Berlin. Wer sich vor dem Ruhestand, nur auf seine Rente verlässt, bekommt später Probleme. Experten verraten, wie Sie richtig handeln.
„Es wird schon irgendwie reichen“ – auf diesen Satz sollte man sich mit Blick auf die finanzielle Absicherung im Alter besser nicht verlassen. Welche Fehler die Deutschen mit Blick auf gesetzliche Rente und private Vorsorge häufig machen – und wie man sie vermeidet. Ein Überblick.
1. Fehler: Sich ausschließlich auf die Rente verlassen
Die gesetzliche Rente allein wird nicht ausreichen, um im Ruhestand den zuvor gewohnten Lebensstandard halten zu können. Fachleute halten vor allem den Begriff des Rentenniveaus für irreführend.
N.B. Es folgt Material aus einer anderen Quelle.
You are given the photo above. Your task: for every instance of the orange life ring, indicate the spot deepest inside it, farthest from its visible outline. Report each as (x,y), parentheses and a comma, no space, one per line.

Die Annahme, dass ein Rentenniveau von 48 Prozent in etwa die Hälfe des zuletzt vor dem Ruhestand bezogenen Gehalts garantiere, ist jedenfalls falsch. Setzen Erwerbstätige nur auf die staatlichen Altersbezüge, könnten sie im Alter finanziell gesehen an Grenzen kommen. „Wer damit auskommen will, muss sich einschränken. Eventuell muss man dann Wohngeld oder Grundsicherung beantragen“, sagt der Rentenexperte des Deutschen Instituts für Wirtschaftsforschung (DIW Berlin), Johannes Geyer, dieser Redaktion.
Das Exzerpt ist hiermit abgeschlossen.